Comme le Beloved de Toni Morisson, Les bonnes gens s'ouvre sur la mort d'un bébé et son empreinte sur la maison, les gens. Une malédiction.
 
Les bonnes gens est un roman à plusieurs voix, chacune chargée de sa propre douleur, marquée par sa propre obsession. Il y a l'homme au puits, Ginny Lancaster, la tante Z, Prosper à deux voix, Lucious qui aurait dû s'appeler Joseph... Ginny tient la majeure partie du récit. Ginny est vieille comme elle était jeune alors, et son esprit ressasse des boucles dans le temps. L'éblouissante naïveté de la jeune fille côtoie la mortification de la vieille dame.
 
La jeune Ginny quitte ses parents, séduite par homme qui lui promet le paradis. Et même si la bicoque n'est pas la demeure qu'il a décrite, même si son domaine n'est rien encore, il la conduit effectivement dans un coin de paradis du Kentucky.
 
Mais les porcs souillent les couronnes de fleur, et l'anathème de la vieille Ginny rappelle en permanence que quelque chose de malsain était à l'oeuvre alors, dont on découvre morceau par morceau l'étendue des dégâts. Les porcs vaquent en liberté sur le terrain et transforment la prairie en boue. L'obscénité de la viande, les cris des porcs que chacun doit égorger tour à tour et la vieille Ginny rappellent que la jeune fille a été/sera victime puis bourreau, puis victime... dans le cercle infernal et ordinaire de la violence.
 
Une ombre a tout recouvert à présent.
Il y avait déjà une ombre suffisamment profonde pour qu'on s'y noie, alors.

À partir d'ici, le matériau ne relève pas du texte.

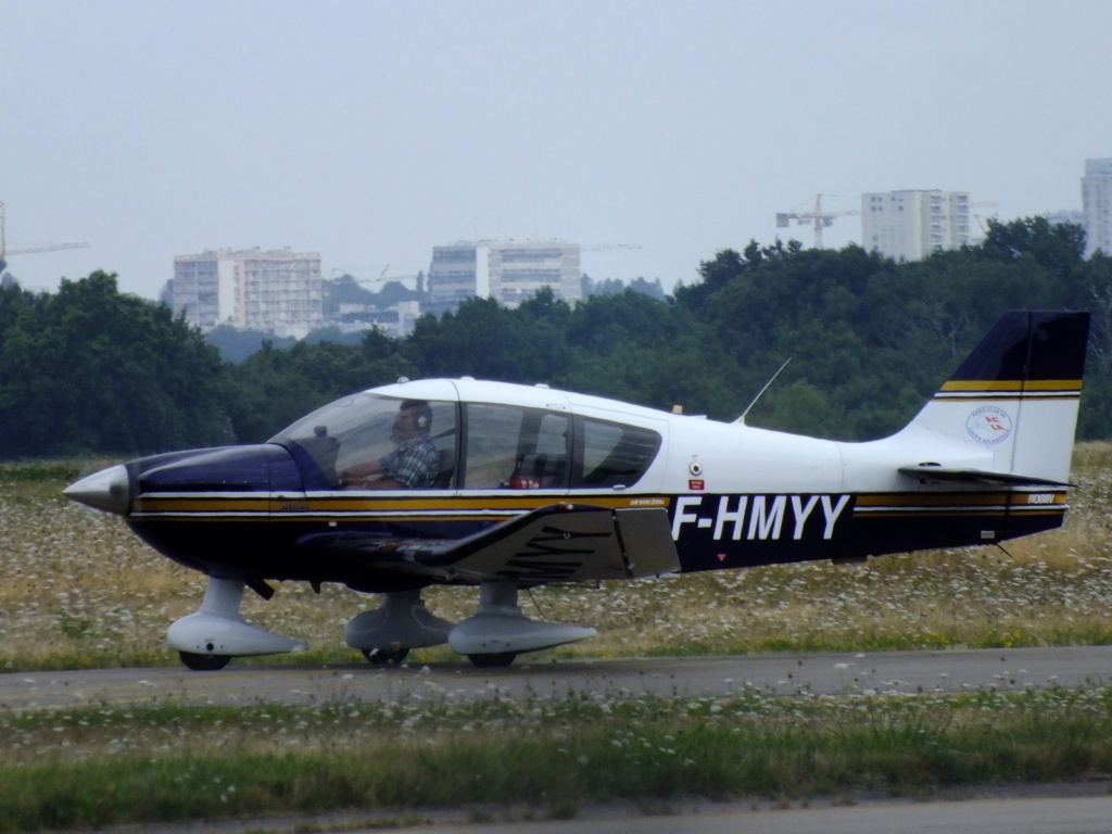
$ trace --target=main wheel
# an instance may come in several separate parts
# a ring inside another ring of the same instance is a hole
[[[178,655],[193,672],[216,672],[227,666],[231,659],[229,655],[199,655],[193,652],[178,652]]]
[[[366,648],[363,652],[373,666],[400,666],[408,655],[408,648]]]
[[[495,652],[488,655],[467,655],[467,659],[480,669],[493,669],[508,666],[517,657],[517,652]]]

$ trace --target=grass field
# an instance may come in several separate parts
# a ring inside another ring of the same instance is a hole
[[[166,628],[196,609],[203,577],[60,496],[105,463],[0,466],[0,671],[178,663]],[[1079,447],[1065,526],[1007,553],[542,588],[529,613],[598,628],[564,655],[1112,644],[1110,464],[1112,445]],[[476,602],[466,589],[427,598],[448,619]],[[312,647],[287,662],[349,663],[344,624],[376,605],[285,585],[270,603],[245,597],[244,614]],[[926,798],[1110,775],[1112,687],[1099,679],[914,696],[0,706],[0,832],[327,811],[406,824],[434,807],[565,817],[618,798],[661,812],[683,796]]]
[[[60,490],[106,461],[0,467],[0,669],[177,663],[167,626],[200,604],[205,577],[155,554],[122,520]],[[594,626],[564,655],[770,649],[1009,647],[1112,643],[1112,445],[1075,453],[1065,526],[996,547],[715,572],[663,580],[556,586],[523,597],[530,616]],[[433,588],[449,620],[477,592]],[[307,642],[291,662],[350,661],[345,623],[378,598],[285,584],[248,594],[251,622]],[[446,649],[415,659],[448,656]]]

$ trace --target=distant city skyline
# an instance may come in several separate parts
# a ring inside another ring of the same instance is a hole
[[[592,278],[697,279],[780,212],[964,191],[1082,209],[1112,157],[1112,4],[0,0],[0,200],[30,289],[173,256],[428,271],[453,240],[574,240]],[[977,212],[981,214],[981,212]],[[824,244],[862,242],[840,217]],[[622,245],[625,248],[600,248]],[[639,248],[633,248],[639,247]]]

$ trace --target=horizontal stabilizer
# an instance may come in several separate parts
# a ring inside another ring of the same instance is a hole
[[[950,466],[901,466],[900,474],[911,478],[931,478],[933,480],[956,480],[975,484],[1006,484],[1010,486],[1073,486],[1062,480],[1036,478],[1033,475],[1019,475],[1010,471],[986,471],[984,469],[956,468]]]

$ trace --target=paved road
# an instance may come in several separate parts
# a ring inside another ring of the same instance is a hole
[[[481,697],[608,696],[651,693],[661,697],[728,695],[744,686],[791,695],[810,692],[961,692],[1080,686],[1112,681],[1112,647],[1023,648],[868,654],[777,654],[742,657],[634,658],[619,661],[518,661],[506,669],[476,669],[466,663],[376,669],[368,665],[320,667],[237,666],[196,673],[183,668],[37,672],[0,675],[0,708],[34,709],[85,703],[141,703],[151,698],[189,703],[312,704],[336,699],[393,699],[407,694]],[[1023,788],[1037,792],[1037,787]],[[1053,788],[1061,791],[1062,788]],[[1075,791],[1076,786],[1068,790]],[[1104,834],[1112,832],[1108,783],[1084,786],[1083,796],[973,802],[863,803],[854,807],[753,810],[702,804],[673,808],[677,816],[645,816],[636,808],[587,811],[567,822],[474,824],[441,820],[436,834],[905,834],[976,831],[977,834]],[[1095,794],[1095,795],[1094,795]],[[306,821],[265,821],[275,832],[295,832]],[[309,821],[311,823],[311,821]],[[259,821],[206,824],[214,832],[241,834]],[[193,825],[152,826],[150,832],[191,834]],[[345,831],[359,831],[347,823]],[[374,831],[384,830],[375,825]],[[132,831],[132,830],[129,830]]]
[[[1112,681],[1112,647],[1011,648],[868,654],[774,654],[738,657],[658,657],[617,661],[518,662],[476,669],[466,662],[376,669],[369,665],[237,666],[93,669],[0,675],[0,707],[138,703],[158,697],[189,703],[381,701],[417,693],[509,697],[661,697],[728,695],[744,686],[772,694],[797,692],[960,692],[1078,686]],[[1112,831],[1112,823],[1110,823]]]

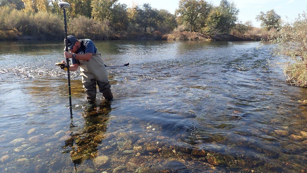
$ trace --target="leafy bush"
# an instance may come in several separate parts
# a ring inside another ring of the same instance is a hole
[[[108,19],[100,22],[79,16],[71,20],[68,28],[70,34],[78,38],[107,39],[114,37],[110,26]]]
[[[64,33],[63,22],[57,16],[47,12],[40,12],[33,17],[35,21],[34,28],[40,39],[58,39]]]
[[[271,40],[278,46],[274,53],[288,60],[285,67],[287,81],[291,85],[307,87],[307,13],[286,24],[278,32],[271,33]]]

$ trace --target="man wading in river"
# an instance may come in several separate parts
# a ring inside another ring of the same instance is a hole
[[[89,39],[78,40],[72,36],[68,36],[67,38],[68,49],[71,52],[65,52],[64,55],[66,58],[72,58],[72,64],[69,66],[70,70],[76,71],[80,66],[86,98],[90,101],[96,100],[97,83],[99,91],[105,98],[111,100],[113,95],[110,89],[111,86],[109,83],[107,72],[97,48]],[[65,43],[64,39],[64,44]],[[62,62],[65,63],[64,60]]]

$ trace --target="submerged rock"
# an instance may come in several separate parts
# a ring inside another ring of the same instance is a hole
[[[87,168],[84,169],[84,173],[94,173],[95,170],[91,168]]]
[[[99,167],[107,163],[109,160],[109,157],[106,156],[99,156],[93,160],[94,165],[96,167]]]
[[[304,132],[304,131],[301,131],[301,135],[305,137],[307,137],[307,132]]]
[[[33,128],[33,129],[31,129],[30,130],[29,130],[29,131],[28,131],[28,133],[28,133],[28,135],[32,134],[32,133],[33,133],[35,132],[36,130],[36,129],[35,129],[35,128]]]
[[[5,155],[2,157],[0,159],[0,161],[1,161],[2,162],[4,162],[9,158],[10,158],[9,156],[8,155]]]
[[[204,150],[194,149],[192,151],[192,154],[195,155],[206,156],[206,151]]]
[[[124,151],[122,152],[122,153],[126,155],[133,153],[133,151],[131,150],[124,150]]]
[[[17,160],[17,162],[29,162],[29,160],[26,158],[23,158],[22,159],[19,159]]]
[[[120,166],[115,168],[113,170],[113,173],[118,173],[119,172],[124,172],[127,169],[126,167],[124,166]]]
[[[290,135],[290,137],[291,137],[292,139],[296,141],[302,140],[303,139],[305,138],[304,137],[301,136],[297,135],[294,135],[294,134],[292,134]]]
[[[289,133],[286,130],[275,130],[274,132],[278,135],[281,136],[285,136],[289,135]]]
[[[14,151],[16,152],[18,152],[23,149],[23,148],[22,148],[22,147],[19,147],[14,149]]]
[[[19,138],[15,139],[14,140],[10,142],[10,144],[13,144],[14,145],[16,146],[19,144],[21,144],[21,142],[24,141],[25,139],[23,138]]]
[[[158,148],[155,146],[148,146],[146,148],[146,150],[149,152],[158,152]]]

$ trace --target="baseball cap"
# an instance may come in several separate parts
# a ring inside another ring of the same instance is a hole
[[[64,39],[64,44],[66,45],[65,42],[66,39]],[[75,37],[72,36],[67,36],[67,45],[68,46],[68,49],[71,48],[72,47],[74,46],[75,43],[76,41],[78,41],[77,39]]]

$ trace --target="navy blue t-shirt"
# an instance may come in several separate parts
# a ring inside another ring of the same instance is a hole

Pour me noyer, moi et ces filles. Noyer le petit Alcofibras. Noyer ces pâquerettes. Cette prairie. Ces tomates. Ce soleil.
Cleome et Zinia m'aidèrent à m'installer dans la maison de Linus Lancaster, elles m'aidèrent quand il commença à me faire venir dans sa chambre. 
Elles m'aidèrent, mais jamais je ne les aidai.
 
Difficile de parler des livres de Laird Hunt sans les déflorer.
Comme dans Indiana, Indiana, les narrateurs tournent autour d'une vérité simple et terrible. Les mots pour la dire arrivent tard ou n'arrivent jamais. L'ingénuité, vraie ou fausse, l'incompréhension, le remords ou la mémoire qui refuse sont autant d'obstacles au dévoilement cru. Laird Hunt ensevelit les faits sous un échevau d'histoires qui prennent vie, les morcelle et les disperse parmi des souvenirs heureux.
 
Et comme dans Indiana, Indiana, l'effet est poétique et puissant, onirique et douloureux. Beau.